On 13 June, because of bad weather, one of the two Catalinas accidentally entered Soviet territory at what is now the Estonian island of Dagö (Hiiumaa). The Soviet authorities were notified. On the 16 June, one of the Catalinas was attacked by two soviet MiG-15s over international water north-west of Dagö. They were pursued to the west under continued firing and was finally forced to land.
Course of Events
At 04:09, the Catalina transmitted: 'Feigned attack by two MiG-planes', and two minutes later: 'We are being fired upon with tracers, 20mm. It's hitting to the right'.
At 04:15, the Swedish Air Command received the message: 'I have been fired upon and hit several times'.
Before the unarmed Swedish plane was forced to make an emergency landing the Soviet planes had made seven attack runs in which they had fired.
Under the first two attacks the Swedish plane took no hits.
Under the third the fuselage was hit by ricochetes from the water surface and the next run hit the left wing.
The following attack came straight from behind and damaged the elevator.
The sixth attack damaged the left engine and the seventh and final attack hit the cockpit and wounded the pilot and the navigator. The wounded pilot managed to land near a West German ship; the Münsterland. While the life boats were being lowered into the water the two MiG's made yet another feigned attack, but did not fire. After ten minutes the damaged plane sunk.

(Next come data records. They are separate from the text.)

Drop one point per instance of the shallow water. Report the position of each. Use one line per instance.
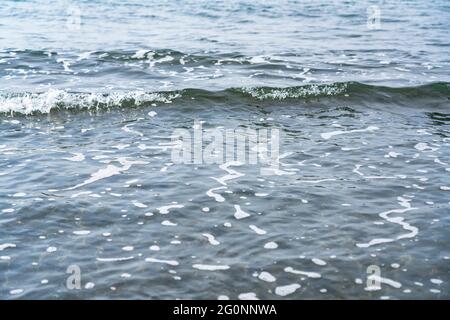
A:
(87, 176)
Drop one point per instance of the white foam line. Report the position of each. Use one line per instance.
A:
(126, 129)
(6, 246)
(317, 181)
(169, 262)
(240, 214)
(217, 197)
(413, 231)
(109, 171)
(211, 239)
(387, 281)
(76, 158)
(232, 174)
(166, 209)
(303, 273)
(210, 267)
(115, 259)
(328, 135)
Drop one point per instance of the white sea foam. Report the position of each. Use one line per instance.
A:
(318, 261)
(169, 262)
(287, 290)
(211, 239)
(210, 267)
(6, 246)
(257, 230)
(328, 135)
(271, 245)
(240, 214)
(46, 101)
(248, 296)
(266, 276)
(81, 232)
(115, 259)
(413, 231)
(166, 209)
(314, 275)
(217, 197)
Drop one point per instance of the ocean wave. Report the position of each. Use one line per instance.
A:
(53, 100)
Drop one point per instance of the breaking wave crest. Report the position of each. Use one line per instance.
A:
(51, 100)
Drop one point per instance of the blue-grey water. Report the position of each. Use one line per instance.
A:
(91, 93)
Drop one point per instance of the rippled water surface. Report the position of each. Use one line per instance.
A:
(91, 95)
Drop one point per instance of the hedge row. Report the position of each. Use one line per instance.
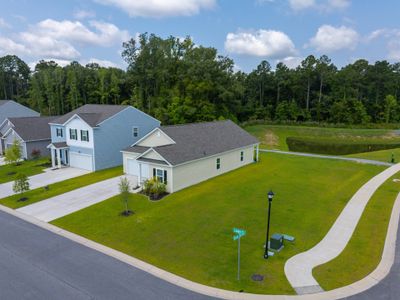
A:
(337, 146)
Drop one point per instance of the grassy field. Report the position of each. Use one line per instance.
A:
(59, 188)
(190, 234)
(363, 253)
(274, 136)
(383, 155)
(27, 167)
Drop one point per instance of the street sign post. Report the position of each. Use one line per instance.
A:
(238, 234)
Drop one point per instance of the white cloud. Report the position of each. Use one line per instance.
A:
(8, 46)
(301, 4)
(105, 34)
(267, 43)
(330, 39)
(46, 46)
(292, 62)
(321, 5)
(160, 8)
(102, 63)
(340, 4)
(84, 14)
(4, 24)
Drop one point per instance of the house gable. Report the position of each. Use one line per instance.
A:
(155, 138)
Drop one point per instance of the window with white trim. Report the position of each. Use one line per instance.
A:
(73, 134)
(84, 135)
(135, 131)
(160, 174)
(59, 132)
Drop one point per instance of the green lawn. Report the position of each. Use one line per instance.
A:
(364, 251)
(274, 136)
(27, 167)
(61, 187)
(189, 232)
(383, 155)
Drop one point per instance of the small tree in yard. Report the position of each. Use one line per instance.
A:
(21, 185)
(124, 188)
(13, 154)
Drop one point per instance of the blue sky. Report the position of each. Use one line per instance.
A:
(246, 30)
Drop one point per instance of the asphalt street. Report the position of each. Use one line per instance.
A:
(38, 264)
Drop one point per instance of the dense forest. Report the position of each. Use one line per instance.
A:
(177, 82)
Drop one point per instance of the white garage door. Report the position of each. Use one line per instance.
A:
(133, 167)
(81, 161)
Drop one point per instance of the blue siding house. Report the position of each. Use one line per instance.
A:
(92, 136)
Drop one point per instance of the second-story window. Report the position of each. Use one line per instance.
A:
(135, 131)
(73, 134)
(84, 135)
(59, 132)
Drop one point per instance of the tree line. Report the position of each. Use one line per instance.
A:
(178, 81)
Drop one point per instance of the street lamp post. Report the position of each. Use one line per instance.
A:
(270, 197)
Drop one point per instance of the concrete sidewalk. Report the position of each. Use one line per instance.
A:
(48, 177)
(298, 269)
(353, 159)
(65, 204)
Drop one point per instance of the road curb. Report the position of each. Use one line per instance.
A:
(372, 279)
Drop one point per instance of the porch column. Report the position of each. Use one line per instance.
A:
(257, 152)
(59, 158)
(140, 175)
(53, 159)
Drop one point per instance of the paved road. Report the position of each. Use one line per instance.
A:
(357, 160)
(67, 203)
(38, 264)
(298, 269)
(388, 288)
(43, 179)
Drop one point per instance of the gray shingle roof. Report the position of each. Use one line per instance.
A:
(93, 114)
(200, 140)
(4, 102)
(32, 128)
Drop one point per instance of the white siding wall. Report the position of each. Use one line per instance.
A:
(79, 125)
(200, 170)
(191, 173)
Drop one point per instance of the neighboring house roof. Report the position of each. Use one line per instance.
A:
(92, 114)
(3, 102)
(200, 140)
(32, 128)
(60, 145)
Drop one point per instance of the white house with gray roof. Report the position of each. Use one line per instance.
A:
(184, 155)
(12, 109)
(92, 136)
(32, 133)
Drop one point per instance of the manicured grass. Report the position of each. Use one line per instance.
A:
(61, 187)
(27, 167)
(383, 155)
(274, 136)
(190, 234)
(364, 251)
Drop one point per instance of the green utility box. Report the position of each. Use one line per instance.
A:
(276, 241)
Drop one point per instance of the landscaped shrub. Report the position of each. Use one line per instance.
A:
(154, 188)
(338, 146)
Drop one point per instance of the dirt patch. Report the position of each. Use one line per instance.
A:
(271, 139)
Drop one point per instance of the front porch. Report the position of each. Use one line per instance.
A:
(59, 155)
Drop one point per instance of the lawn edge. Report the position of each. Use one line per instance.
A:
(367, 282)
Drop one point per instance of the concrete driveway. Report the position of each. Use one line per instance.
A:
(43, 179)
(65, 204)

Once the Soviet planes had disappeared, the crew was taken aboard the ship and went to Hangö where they were treated and then flown home by the Swedish air force. The Swedish protests after the incident were rejected categorically by the Soviet authorities, who even claimed that the unarmed Swedish plane had opened fire first at the soviet fighters. In later years, however, the Russians have admitted responsibility for the attack on the Swedish rescue plane. What happened to the DC-3 and its crew is still unknown.